Gold (XAU/USD) struggles to capitalize on the previous day's modest gains and attracts fresh sellers during the Asian session on Friday. The upbeat US macro data released on Thursday fueled uncertainty over the pace of interest rate cuts by the Federal Reserve (Fed), which helped the US Dollar (USD) to preserve its recent strong gains to a three-week high. This, in turn, is seen as a key factor acting as a headwind for the non-yielding yellow metal. The downside, however, is likely to remain cushioned as traders might opt to wait for the release of the US Personal Consumption Expenditure (PCE) Price Index before placing fresh directional bets around the commodity.

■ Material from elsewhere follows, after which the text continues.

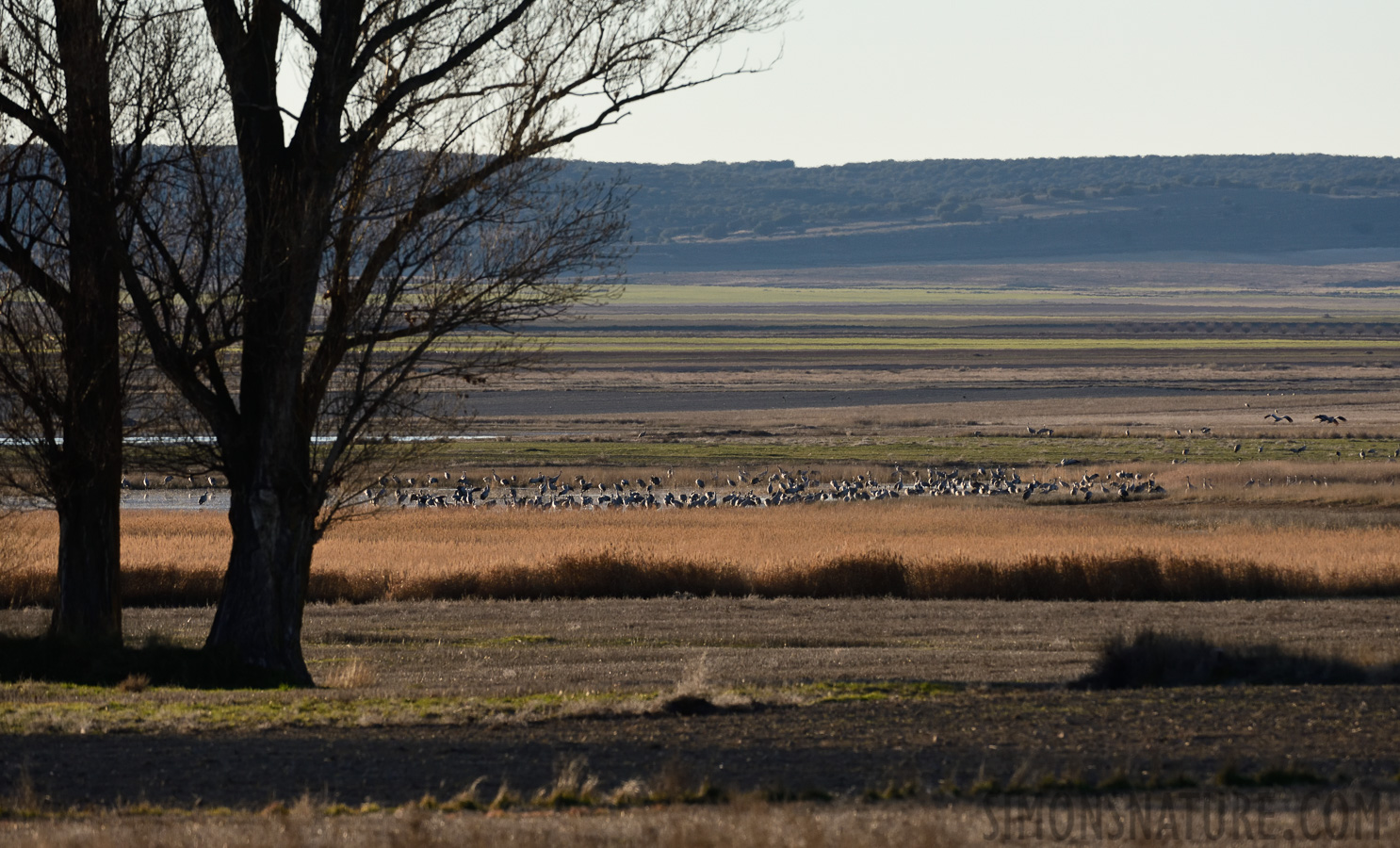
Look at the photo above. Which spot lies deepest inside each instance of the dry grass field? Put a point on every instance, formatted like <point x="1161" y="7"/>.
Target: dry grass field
<point x="884" y="674"/>
<point x="1261" y="530"/>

Meanwhile, traders still expect that the US central bank will lower borrowing costs again in October and December, which, in turn, is holding back the USD bulls from placing aggressive bets and offering some support to Gold. Furthermore, renewed concerns about the potential economic fallout from US President Donald Trump's new round of tariffs on a broad range of goods, along with rising geopolitical tensions, should help limit losses for the safe-haven precious metal. Hence, it will be prudent to wait for strong follow-through selling before positioning for an extension of the XAU/USD pair's pullback from the vicinity of the $3,800 mark, or the all-time peak.

From a technical perspective, the XAU/USD pair has been facing some resistance near a downward-sloping trend line extending from the all-time peak touched earlier this week. The downside, however, remains cushioned near the $3,720-3,715 horizontal zone, which should now act as a key pivotal point for intraday traders. Sustained weakness below, leading to a subsequent break through the $3,700 mark, might prompt some technical selling and pave the way for an extension of this week's retracement slide from the record high. The subsequent downfall could drag the Gold price to the $3,650 intermediate support en route to the $3,610-$3,600 region.
Meanwhile, the aforementioned trend-line is currently pegged near the $3,753-3,754 area and should act as an immediate strong barrier for the Gold price. A sustained move beyond, however, might set the stage for a move towards challenging the all-time peak, around the $3,790 area touched on Tuesday. Some follow-through buying and acceptance above the $3,800 mark would be seen as a fresh trigger for the XAU/USD bulls, which, in turn, should pave the way for the resumption of a well-established uptrend witnessed over the past month or so.
Gold has played a key role in human’s history as it has been widely used as a store of value and medium of exchange. Currently, apart from its shine and usage for jewelry, the precious metal is widely seen as a safe-haven asset, meaning that it is considered a good investment during turbulent times. Gold is also widely seen as a hedge against inflation and against depreciating currencies as it doesn’t rely on any specific issuer or government.
Central banks are the biggest Gold holders. In their aim to support their currencies in turbulent times, central banks tend to diversify their reserves and buy Gold to improve the perceived strength of the economy and the currency. High Gold reserves can be a source of trust for a country’s solvency. Central banks added 1,136 tonnes of Gold worth around $70 billion to their reserves in 2022, according to data from the World Gold Council. This is the highest yearly purchase since records began. Central banks from emerging economies such as China, India and Turkey are quickly increasing their Gold reserves.
Gold has an inverse correlation with the US Dollar and US Treasuries, which are both major reserve and safe-haven assets. When the Dollar depreciates, Gold tends to rise, enabling investors and central banks to diversify their assets in turbulent times. Gold is also inversely correlated with risk assets. A rally in the stock market tends to weaken Gold price, while sell-offs in riskier markets tend to favor the precious metal.
The price can move due to a wide range of factors. Geopolitical instability or fears of a deep recession can quickly make Gold price escalate due to its safe-haven status. As a yield-less asset, Gold tends to rise with lower interest rates, while higher cost of money usually weighs down on the yellow metal. Still, most moves depend on how the US Dollar (USD) behaves as the asset is priced in dollars (XAU/USD). A strong Dollar tends to keep the price of Gold controlled, whereas a weaker Dollar is likely to push Gold prices up.